Site Centers announces spin-off of convenience portfolio

Site Centers announced that the Company’s Board of Directors has unanimously approved a plan to spin-off the Company’s Convenience assets into a separate publicly-traded REIT to be named Curbline Properties Corp. “We believe that the Convenience real estate sector offers attractive, inflation-protected returns with limited capital expenditure requirements and are excited to form and scale the first public real estate company focused exclusively on Convenience properties located on the curbline in the wealthiest submarkets in the United States. CURB’s balance sheet upon separation from SITE Centers is expected to position Curbline Properties for significant asset growth in a period of market disruption, providing a compelling competitive advantage in a fragmented yet liquid marketplace,” commented David R. Lukes, President and Chief Executive Officer. “For SITE Centers, our work over the past six years has resulted in a carefully curated mix of dominant grocery, lifestyle, net lease and regional power center properties located in the top submarkets in the United States with compelling near-term net operating income (“NOI”) growth.

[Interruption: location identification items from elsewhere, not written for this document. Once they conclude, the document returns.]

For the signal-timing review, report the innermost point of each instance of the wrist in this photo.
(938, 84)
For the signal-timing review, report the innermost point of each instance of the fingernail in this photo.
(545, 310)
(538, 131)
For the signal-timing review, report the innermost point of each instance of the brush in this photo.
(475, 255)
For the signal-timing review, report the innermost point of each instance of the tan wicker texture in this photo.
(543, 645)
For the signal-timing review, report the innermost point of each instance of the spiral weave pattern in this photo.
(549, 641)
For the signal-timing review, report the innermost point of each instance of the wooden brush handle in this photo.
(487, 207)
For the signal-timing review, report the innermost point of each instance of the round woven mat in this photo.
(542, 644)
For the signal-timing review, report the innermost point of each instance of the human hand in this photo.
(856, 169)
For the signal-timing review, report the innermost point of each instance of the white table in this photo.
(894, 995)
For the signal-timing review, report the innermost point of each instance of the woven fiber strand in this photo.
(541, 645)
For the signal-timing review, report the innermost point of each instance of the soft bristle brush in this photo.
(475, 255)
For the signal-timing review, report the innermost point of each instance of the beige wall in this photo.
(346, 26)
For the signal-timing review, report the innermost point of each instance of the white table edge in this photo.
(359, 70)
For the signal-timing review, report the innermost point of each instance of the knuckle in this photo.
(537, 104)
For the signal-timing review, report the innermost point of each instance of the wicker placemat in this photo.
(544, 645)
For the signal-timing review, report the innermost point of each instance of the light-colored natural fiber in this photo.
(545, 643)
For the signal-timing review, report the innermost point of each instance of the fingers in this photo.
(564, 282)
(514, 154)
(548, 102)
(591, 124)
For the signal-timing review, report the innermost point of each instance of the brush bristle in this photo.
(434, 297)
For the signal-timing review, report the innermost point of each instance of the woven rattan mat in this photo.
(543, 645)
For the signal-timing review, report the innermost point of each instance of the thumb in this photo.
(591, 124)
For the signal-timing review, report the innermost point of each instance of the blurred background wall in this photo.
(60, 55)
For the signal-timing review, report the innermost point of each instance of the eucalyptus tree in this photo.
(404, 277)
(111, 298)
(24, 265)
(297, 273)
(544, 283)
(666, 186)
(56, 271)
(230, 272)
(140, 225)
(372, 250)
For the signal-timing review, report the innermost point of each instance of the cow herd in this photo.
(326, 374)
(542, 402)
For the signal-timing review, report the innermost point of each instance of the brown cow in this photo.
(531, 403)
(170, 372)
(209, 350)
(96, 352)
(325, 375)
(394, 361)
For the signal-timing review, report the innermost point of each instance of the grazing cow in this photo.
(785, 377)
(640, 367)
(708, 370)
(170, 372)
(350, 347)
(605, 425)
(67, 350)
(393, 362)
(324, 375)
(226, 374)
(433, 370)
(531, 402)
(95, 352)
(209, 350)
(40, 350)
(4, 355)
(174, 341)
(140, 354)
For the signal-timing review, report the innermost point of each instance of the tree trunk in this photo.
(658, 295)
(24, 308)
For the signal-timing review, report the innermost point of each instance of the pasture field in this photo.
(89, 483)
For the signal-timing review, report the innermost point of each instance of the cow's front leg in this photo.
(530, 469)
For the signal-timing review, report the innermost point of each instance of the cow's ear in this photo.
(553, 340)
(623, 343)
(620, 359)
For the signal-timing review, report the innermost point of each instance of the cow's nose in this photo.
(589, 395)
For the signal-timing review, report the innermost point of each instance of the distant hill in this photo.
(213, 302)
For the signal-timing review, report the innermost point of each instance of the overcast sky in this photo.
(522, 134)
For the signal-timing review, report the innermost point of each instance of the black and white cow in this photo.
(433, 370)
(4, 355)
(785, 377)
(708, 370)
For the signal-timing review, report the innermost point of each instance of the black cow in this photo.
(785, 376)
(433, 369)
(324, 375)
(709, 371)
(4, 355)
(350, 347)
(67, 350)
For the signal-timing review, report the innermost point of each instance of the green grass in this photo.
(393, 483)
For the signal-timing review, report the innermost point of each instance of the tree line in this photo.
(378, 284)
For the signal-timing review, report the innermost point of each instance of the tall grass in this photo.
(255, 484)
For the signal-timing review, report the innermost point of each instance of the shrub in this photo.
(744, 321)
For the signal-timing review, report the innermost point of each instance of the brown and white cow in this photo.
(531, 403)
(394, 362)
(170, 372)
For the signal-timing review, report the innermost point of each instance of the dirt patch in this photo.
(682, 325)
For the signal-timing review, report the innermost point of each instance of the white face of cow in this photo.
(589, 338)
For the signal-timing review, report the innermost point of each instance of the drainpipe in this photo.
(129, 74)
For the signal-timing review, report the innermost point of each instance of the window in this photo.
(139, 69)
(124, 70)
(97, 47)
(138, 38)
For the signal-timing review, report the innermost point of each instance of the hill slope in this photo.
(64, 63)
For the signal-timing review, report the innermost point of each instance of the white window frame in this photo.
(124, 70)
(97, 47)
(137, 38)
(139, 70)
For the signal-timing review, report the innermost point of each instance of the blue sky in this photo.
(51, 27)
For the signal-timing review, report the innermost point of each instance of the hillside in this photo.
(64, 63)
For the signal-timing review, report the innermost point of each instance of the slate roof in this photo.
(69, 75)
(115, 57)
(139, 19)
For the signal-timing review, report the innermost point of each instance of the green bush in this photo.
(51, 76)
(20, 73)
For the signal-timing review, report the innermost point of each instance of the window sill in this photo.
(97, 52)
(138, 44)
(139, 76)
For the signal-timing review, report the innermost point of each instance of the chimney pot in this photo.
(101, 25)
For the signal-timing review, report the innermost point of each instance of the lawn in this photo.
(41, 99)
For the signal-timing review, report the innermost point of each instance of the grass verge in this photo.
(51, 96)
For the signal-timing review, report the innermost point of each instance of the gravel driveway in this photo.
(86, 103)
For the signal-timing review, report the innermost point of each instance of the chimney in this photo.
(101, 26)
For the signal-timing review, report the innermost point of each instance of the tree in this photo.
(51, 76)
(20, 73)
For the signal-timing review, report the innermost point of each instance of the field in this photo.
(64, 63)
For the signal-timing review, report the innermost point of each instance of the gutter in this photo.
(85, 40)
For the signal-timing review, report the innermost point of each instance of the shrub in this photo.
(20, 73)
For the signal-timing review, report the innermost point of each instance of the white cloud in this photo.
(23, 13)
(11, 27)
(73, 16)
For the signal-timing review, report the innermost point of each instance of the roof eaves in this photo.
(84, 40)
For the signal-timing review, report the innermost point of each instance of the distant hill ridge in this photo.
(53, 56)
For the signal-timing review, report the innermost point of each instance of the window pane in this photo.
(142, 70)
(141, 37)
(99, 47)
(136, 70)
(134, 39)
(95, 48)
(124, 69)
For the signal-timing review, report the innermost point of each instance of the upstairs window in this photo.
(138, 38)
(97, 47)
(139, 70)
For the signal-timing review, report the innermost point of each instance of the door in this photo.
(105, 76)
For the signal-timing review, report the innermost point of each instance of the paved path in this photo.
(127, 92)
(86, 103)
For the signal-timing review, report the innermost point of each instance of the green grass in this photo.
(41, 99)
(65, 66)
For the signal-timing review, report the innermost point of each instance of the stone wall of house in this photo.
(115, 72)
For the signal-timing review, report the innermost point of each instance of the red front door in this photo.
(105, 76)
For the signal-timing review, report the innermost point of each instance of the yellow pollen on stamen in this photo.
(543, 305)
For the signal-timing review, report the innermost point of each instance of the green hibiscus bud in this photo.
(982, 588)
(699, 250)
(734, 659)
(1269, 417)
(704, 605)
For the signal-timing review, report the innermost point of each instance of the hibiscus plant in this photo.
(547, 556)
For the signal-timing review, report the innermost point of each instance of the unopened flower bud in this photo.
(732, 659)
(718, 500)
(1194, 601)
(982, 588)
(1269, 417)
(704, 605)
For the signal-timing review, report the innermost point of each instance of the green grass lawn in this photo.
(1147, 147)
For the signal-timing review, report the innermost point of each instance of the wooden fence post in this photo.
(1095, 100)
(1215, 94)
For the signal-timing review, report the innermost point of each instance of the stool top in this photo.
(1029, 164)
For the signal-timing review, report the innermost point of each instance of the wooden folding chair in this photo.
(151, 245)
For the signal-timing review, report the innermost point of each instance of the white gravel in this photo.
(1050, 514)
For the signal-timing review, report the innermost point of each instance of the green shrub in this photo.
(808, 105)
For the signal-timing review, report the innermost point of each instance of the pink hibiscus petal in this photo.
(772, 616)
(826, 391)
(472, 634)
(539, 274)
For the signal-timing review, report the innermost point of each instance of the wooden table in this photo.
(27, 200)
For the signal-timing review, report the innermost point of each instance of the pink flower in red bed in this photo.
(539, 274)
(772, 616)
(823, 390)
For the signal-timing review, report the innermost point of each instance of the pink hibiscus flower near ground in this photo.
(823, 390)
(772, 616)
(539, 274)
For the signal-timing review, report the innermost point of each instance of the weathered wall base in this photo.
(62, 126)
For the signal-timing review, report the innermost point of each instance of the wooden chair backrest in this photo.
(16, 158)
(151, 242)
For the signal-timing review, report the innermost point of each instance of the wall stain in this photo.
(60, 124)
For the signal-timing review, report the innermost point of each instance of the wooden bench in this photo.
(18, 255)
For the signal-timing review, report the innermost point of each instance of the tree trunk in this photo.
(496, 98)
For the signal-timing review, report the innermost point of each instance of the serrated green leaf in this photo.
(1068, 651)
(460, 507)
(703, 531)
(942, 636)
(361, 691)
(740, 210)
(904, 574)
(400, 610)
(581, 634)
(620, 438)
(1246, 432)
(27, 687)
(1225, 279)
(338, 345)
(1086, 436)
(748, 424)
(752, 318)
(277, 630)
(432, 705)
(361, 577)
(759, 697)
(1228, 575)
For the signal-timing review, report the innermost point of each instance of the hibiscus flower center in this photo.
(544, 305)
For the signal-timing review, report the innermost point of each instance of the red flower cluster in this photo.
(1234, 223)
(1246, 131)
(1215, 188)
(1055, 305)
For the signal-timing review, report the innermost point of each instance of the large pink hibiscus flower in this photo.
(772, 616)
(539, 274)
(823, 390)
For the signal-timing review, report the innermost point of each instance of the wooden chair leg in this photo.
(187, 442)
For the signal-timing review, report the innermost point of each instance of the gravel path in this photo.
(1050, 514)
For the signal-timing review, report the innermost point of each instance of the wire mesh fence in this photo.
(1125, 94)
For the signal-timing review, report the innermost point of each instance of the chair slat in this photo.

Following the separation, SITE Centers intends to continue maximizing value via our leasing and tactical redevelopment efforts and opportunistically realize value through asset sales where appropriate.” CURB expects to confidentially submit its initial draft Form 10 registration statement with the U.S. Securities and Exchange Commission in 2024, and the spin-off is expected to be completed in the second half of 2024. CURB intends to elect to be treated as a REIT for U.S. federal income tax purposes and be structured as an UPREIT which is expected to be a competitive advantage when acquiring assets from private Convenience sellers. Shareholders of SITE Centers will receive shares of CURB via a taxable pro rata stock distribution. The transaction is subject to certain conditions, including the effectiveness of CURB’s Form 10 registration statement and final approval and declaration of the distribution by SITE Centers’ Board of Directors. The transaction does not require shareholder approval.